It gets better than that prayer.

I actually called one of my life-long friends from seminary.  Fortunately, he didn’t answer the phone.  I called looking for him to give me permission to be reasonable and logical about this thing I was praying about…. bottom line I was looking for him to tell me (without him knowing) I was looking for him to give me permission to delay my obedience.  Think I will call him back today to apologize for something he has no idea he was almost a party to… Honestly, I don’t think he would have given me the permission or encouragement for me to delay my obedience.

My wife and I sat down that same night, held hands, and prayed.  Immediately, I did what I had been “praying about for a month.”  Two days later, God intervened in a situation to let me know He had heard me and was with me.  A direct answer to another prayer that has been ongoing for the past month.
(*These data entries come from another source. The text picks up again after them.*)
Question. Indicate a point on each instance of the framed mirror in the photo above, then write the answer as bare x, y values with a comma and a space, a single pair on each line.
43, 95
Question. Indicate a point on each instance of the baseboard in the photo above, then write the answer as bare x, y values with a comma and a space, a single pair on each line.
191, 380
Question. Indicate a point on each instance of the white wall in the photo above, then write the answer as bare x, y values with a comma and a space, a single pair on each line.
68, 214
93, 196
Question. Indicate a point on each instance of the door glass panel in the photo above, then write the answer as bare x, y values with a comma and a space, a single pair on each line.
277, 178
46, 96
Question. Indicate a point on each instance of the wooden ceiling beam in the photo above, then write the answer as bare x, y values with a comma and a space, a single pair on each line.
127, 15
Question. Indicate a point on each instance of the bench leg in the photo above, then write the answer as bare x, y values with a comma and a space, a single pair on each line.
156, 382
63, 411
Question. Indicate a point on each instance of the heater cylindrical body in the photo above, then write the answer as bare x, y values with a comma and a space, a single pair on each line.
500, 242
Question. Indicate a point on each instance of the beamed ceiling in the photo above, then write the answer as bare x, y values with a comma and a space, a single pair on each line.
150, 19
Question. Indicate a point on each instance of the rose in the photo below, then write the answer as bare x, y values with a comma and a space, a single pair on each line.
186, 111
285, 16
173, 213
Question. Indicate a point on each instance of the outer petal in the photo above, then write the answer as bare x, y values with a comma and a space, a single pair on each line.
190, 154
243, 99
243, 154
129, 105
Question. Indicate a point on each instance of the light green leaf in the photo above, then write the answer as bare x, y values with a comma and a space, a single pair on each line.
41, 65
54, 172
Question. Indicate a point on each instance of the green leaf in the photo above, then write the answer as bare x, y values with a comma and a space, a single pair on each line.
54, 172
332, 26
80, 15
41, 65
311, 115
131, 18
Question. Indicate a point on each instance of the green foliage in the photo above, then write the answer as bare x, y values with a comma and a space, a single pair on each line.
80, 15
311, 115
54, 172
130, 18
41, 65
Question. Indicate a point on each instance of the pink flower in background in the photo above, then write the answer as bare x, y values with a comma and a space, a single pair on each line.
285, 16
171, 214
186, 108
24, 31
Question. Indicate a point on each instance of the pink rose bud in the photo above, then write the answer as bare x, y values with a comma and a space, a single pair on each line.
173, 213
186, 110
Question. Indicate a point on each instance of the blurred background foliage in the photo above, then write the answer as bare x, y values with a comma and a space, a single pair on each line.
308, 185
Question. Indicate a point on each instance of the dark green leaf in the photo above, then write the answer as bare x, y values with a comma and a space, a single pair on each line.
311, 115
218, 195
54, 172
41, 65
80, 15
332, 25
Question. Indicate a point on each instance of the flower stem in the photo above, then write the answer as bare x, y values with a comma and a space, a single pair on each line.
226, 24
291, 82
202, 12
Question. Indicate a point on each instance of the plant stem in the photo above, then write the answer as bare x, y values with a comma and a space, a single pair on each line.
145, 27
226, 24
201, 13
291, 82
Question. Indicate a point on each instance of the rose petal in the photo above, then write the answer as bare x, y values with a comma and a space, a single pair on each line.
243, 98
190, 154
Honestly, as I sit here and contemplate this week.  I can see all of the situations before me and see them all as layers connected to the same onion.  Obedience is the key to the layers being able to be peeled back.

This morning I am reading Rick Warren’s daily devotional and he also is writing on this same subject!  (I love how the Holy Spirit works through things I read to confirm His leading in my life).  The first paragraph reads,

God smiles when we obey him wholehartedly.  That means doing whatever God asks without reservation or hesitation.  You don’t procrastinate and say, “I’ll pray about it.”  You do it without delay.  Every parent knows that delayed obedience is really disobedience.

Well, you don’t have to hit me over the head…. but I do love the confirmation of God at work in my heart and my life.  For that, I am wonderfully thankful!!

Faith-filled living does require action.  And, oftentimes, that action is at the center of obedience.  So, today, walk in obedience and do what He is leading you to do.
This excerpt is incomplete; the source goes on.